Relative difficulty:Challenging (for a Wed.)


THEME:ET SEQ (45D: Bibliographical abbr.)—this isn't the theme, but it's close. The "ET" sound follows ... a familiar phrase, to make a new, wacky phrase, clued wackily ("?"-style):

Theme answers:
  • TELEVISION CRUET (17A: Oil dispenser on a Food Network show?)
  • MOUNTAIN DUET (28A: Genre for "Dueling Banjos"?)
  • VANITY FERRET (46A: Weasellike animal kept as a fashion accessory?)
  • MAGAZINE RACQUET (60A: Equipment endorsed by Inside Tennis?)
Word of the Day:"GET FUZZY"(39D: Comic strip featuring Satchel Pooch and Bucky Katt) —
Get Fuzzy is an American comic strip written and drawn by Darby Conley. The strip features the adventures of Boston advertising executive Rob Wilco and his two anthropomorphic pets, a dog named Satchel Pooch and a cat called Bucky Katt. Get Fuzzy has been published by United Feature Syndicate since September 6, 1999. It appears in over 700 newspapers worldwide. (wikipedia)
• • •

Yikes. Outside my wheelhouse, For Sure. I've never heard of Kate WALSH (never watched one second of "Grey's Anatomy") (3D: Actress Kate of "Grey's Anatomy") and, despite teaching a course on Comics, I've never heard of "GET FUZZY." Like, ever. Well, maybe that's not true—I was able to put it together from "GET F----," so it must've been in there somewhere, but that strip is not in our paper and even looking at it now it is Not familiar. Also, I saw "The Force Awakens," but it did not register that there were "Knights of REN" or that they were a villainous group" in that movie. Kylo-REN ... I remember. But somehow I just thought of that REN as a patronymic or suffix or something. A whole group? Again, yikes. So many proper nouns, so many of them beyond me. I know the phrase "lay into." I do not know the phrase "LACE INTO" (9D: Give an earful). Since SEED (12D: Sow) and CDS (22A: Ones put on the rack?) were both clued tough, I had a very hard time picking up CRUET, and even when I did, I could not see the theme / wordplay.
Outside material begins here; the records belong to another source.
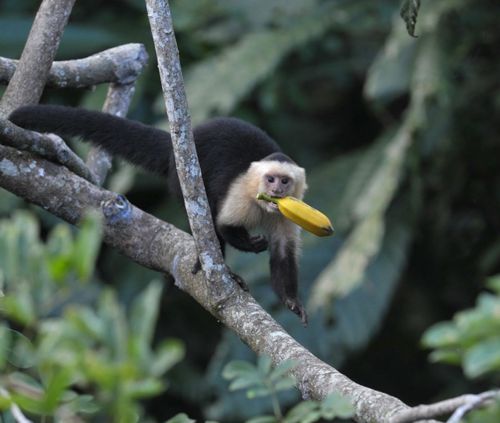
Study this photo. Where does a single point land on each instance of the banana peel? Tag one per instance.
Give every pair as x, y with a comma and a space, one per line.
302, 214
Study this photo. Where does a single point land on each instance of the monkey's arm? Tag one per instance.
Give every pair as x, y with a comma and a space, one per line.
239, 238
284, 275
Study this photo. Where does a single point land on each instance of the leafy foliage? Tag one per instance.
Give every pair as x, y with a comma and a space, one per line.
340, 85
471, 338
263, 380
77, 336
409, 13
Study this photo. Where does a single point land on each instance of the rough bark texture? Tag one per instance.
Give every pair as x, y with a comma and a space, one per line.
28, 81
186, 159
160, 246
120, 65
49, 146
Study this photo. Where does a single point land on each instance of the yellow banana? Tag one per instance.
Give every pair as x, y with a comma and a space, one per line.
302, 214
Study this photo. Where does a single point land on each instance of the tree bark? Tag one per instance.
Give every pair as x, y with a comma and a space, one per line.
188, 169
28, 81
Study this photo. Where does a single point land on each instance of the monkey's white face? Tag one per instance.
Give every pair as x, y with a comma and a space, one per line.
276, 185
276, 179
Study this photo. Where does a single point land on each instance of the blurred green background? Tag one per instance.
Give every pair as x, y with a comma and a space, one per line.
400, 137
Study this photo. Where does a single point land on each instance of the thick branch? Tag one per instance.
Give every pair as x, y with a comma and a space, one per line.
26, 85
186, 159
120, 65
458, 406
162, 247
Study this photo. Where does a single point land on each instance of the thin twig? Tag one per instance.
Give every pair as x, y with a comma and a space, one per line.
221, 285
16, 412
49, 146
120, 65
28, 81
441, 408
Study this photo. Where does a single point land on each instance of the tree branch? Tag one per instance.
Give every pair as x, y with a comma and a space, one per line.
186, 159
49, 146
28, 81
458, 406
162, 247
120, 65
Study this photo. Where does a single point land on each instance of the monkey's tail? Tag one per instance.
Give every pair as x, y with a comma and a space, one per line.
139, 144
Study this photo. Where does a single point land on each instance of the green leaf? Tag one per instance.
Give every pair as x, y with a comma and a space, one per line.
246, 381
144, 388
238, 368
144, 312
59, 252
482, 358
446, 356
336, 405
19, 305
5, 402
263, 419
494, 284
259, 391
170, 352
86, 247
55, 389
409, 13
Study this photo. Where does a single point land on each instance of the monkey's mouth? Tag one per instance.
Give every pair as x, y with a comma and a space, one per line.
273, 207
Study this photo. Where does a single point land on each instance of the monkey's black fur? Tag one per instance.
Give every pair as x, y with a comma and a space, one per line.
226, 148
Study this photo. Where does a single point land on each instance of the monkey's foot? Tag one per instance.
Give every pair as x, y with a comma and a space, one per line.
258, 243
298, 309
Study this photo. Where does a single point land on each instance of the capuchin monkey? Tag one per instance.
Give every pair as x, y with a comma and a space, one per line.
237, 160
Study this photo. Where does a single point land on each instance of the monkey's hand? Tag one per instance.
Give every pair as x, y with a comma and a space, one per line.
295, 306
258, 243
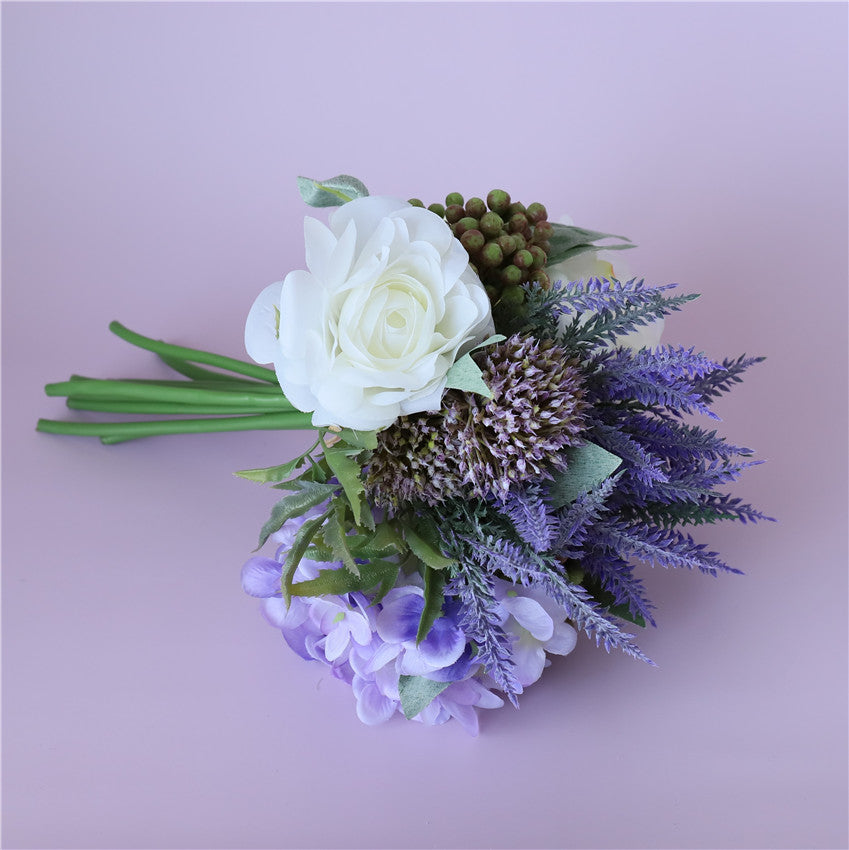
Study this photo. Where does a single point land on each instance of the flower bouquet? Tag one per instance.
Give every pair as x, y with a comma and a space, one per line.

Only after getting MOUNTAIN DUET did I notice what was going on (and thus understand that "television crew" was the base phrase in that first themer). Theme feels really loose, and without a good revealer ... I don't know. Loose. That's all I got. Not tight. Seems like you could do this theme all day long (DEER TICKET, BE A PALLET, etc.), though the actual themers all involve respellings of the original (base phrase) words as well as the added -ET, so maybe the theme's tighter than I imagine. But then again, you've got a problem with DUET—it's an outlier because the "-ET" actually gets the stress (i.e it's not DOO-et, it's doo-ET), where the other -ETs are unstressed. So maybe, once again, the theme is too loose.

[duet]

Only one of the themers (VANITY FERRET) really made me te(e)hee. There is some lively fill here and there. SCHERZO, for instance—that's lively, I hear (23A: Lively movement). Not sure how I feel about ENVIRO crossing ETHNO. Those are two prefixes. I see ENVIRO is trying to pass as a stand-alone word, but I believe that about as much as I believe ARISTO is a stand-alone word, i.e. not much. The clue on WANDS is so hard! (68A: They may be waved at concerts). I assume these are the metal detector WANDS they might "wave" over you as you enter to make sure you're not packing? I can't imagine what other WANDS could be at issue. Well, whether it's security WANDS or some other WANDS I don't understand: hard [UPDATE: so ... everyone says it's conductors that wave WANDS. I'm sure this is right, but I am also sure this is wrong. Conductors. Wave. Batons. They aren't. Bleeping. Magicians. Thank you.]. [And now younger people are insisting it's these WANDS ...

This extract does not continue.